On the way home he braced himself to speak of her to Sophy, who was spending the night at the rectory, to go back to Tubb's Ferry on the following afternoon. He trusted to the jostling of the crowds, as they walked down Broadway in the lamplight, to cover any confusion into which he might be betrayed, as he said:

"So that's the wonderful Miss Penrhyn."

"That's her." Sophy's way of speaking was Emma's despair. She looked up at him sidewise from under a fluffy fringe of hair imperfectly held in place by the scarf she had bound round her head and neck on coming out of the opera-house. Over her flimsy dress she wore a long fur coat in which she trudged heavily. She was a little thing. Everything about her was small but her mouth and her eyes, which were made for laughter and droll grimaces. "I wouldn't be crazy about her, you know," Sophy continued. "She didn't take much notice of you, did she?"

"I'm not crazy about her," he declared hastily. "I hardly looked at her at all."
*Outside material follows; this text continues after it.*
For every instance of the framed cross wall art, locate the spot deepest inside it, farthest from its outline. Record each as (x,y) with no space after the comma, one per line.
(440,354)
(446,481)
"Well, you needn't be so touchy. She isn't bad looking."

"It's nothing to me whether she is or not," he asserted loftily.

"She'd make it something to you, if she wanted to. But she wouldn't want to—a boy of your age. She'd hardly see you—not if you were right under her feet, she wouldn't. She had a proposal last year—"

"What do I care?"

"I didn't say you cared, goosey. What difference would it make whether you cared or not—a young boy like you. You shouldn't be thinking of such things. Grandpapa 'ud be mad if he knew it."

"Knew what—for the Lord's sake?"

"Oh, well; we won't discuss it. She's got an air, too—Hilda has. She doesn't really dress well—all the girls at school said that—only she looks as if she did. I suppose you thought she was awfully stylish this afternoon?"

"I tell you I didn't look at her."

"Well, she wasn't stylish; not a bit. She wore that thing all last winter. Couldn't you see how it was cut in front? They've been as poor as Job's turkey since Mr Penrhyn died. That's why they're going abroad."

At this information the ground seemed to sway beneath his footsteps. More than ever he wished he could put his fortune or his prowess at her disposal. He mastered himself sufficiently to say, with an air he tried to make jocular:

"Going abroad, are they? What good'll that do them?"

Sophy tittered. "It'll do them the good that perhaps she'll get married."

"Can't she get married over here?"

"That's what I say; but mother and Mrs Penrhyn think she'll do better in Europe. I suppose they'll get the same idea about me. They'll want me to have a baron or a count. Well, I'd just as soon. The girls at school say it's as easy as wink over there. So that's what Mrs Penrhyn is going to make a try at for Hilda. If it doesn't succeed, she can bring her back, you know."

"And what does Hilda say about it?"

"She doesn't say anything at all. That's not her style—to say things. She's awfully provoking that way. You never know what she thinks and yet she's always thinking. You can see she is. But you may talk and talk and talk to her, and in the end you're no wiser than you were before. I hate that in anyone, don't you? Not that it matters whether you do or not, because I could see she didn't like you."